2020年12月18日 神戸ビーフや松坂牛のルーツは「但馬牛」

■全国のブランド牛の素牛「但馬牛」

「但馬牛」(たじまうし)とは兵庫県産の黒毛和種の和牛のことです。
この但馬牛から獲れる牛肉のブランドには「但馬牛(たじまぎゅう)」神戸ビーフ、三田牛、淡路ビーフなどがありますが、この中の「但馬牛」(たじまぎゅう)は「神戸肉流通推進協議会」による基準を満たして生産され、同協議会が定める基準を満たした牛肉に対して許される呼称です。
平成24年2月、社団法人全国和牛登録協会の調べで但馬牛について驚くべき数字が明らかになりました。
現在国内にいる黒毛和牛の母牛の99.9%が香美町の「田尻号」の子孫であると証明されたのです。

田尻号は、香美町小代区貫田の田尻松蔵さん宅に昭和14年に産まれた雄牛で母は「ふく江」ふく江が産んだ4頭目の子牛でした。
田尻号は13年間に1500頭近い子供を自然交配で残しています。
またその子牛や孫牛は肉質改善にと宮崎、飛騨、松坂、米沢など各地の黒毛和牛の産地へ次々と引き取られ黒毛和牛の肉質向上に寄与したのです。

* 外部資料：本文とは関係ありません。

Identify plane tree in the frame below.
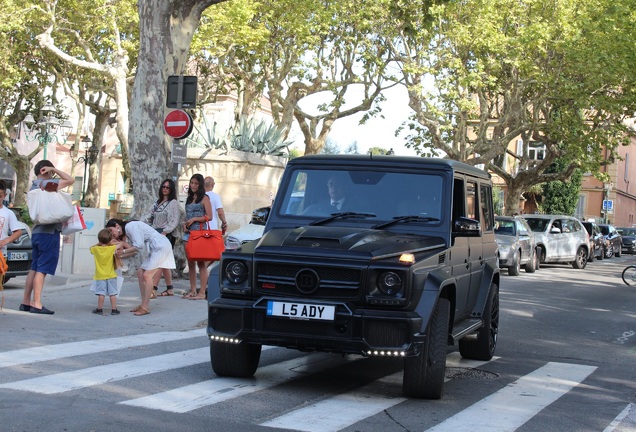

もともと但馬牛は日本海に面し平野が少ない兵庫県北部の山地・但馬地方において農耕用の役牛として飼育されていました。
奈良時代の正史である「続日本紀」には「但馬牛は農耕用だけでなく牛車にも最適ある」と書かれています。また約700年前に描かれた「国牛十図」という書物には但馬牛が絵入りで紹介されています。
小柄で引き締まった身体をもち狭い棚田で農作業やの荷物の運搬に小回りよく動けるために重用されてきた但馬牛。
昼と夜の寒暖差が大きく夜露が降りることの地方で育つ柔らかい牧草と、またミネラル分豊富な水のおかげで但馬牛特有の肉質が作られました。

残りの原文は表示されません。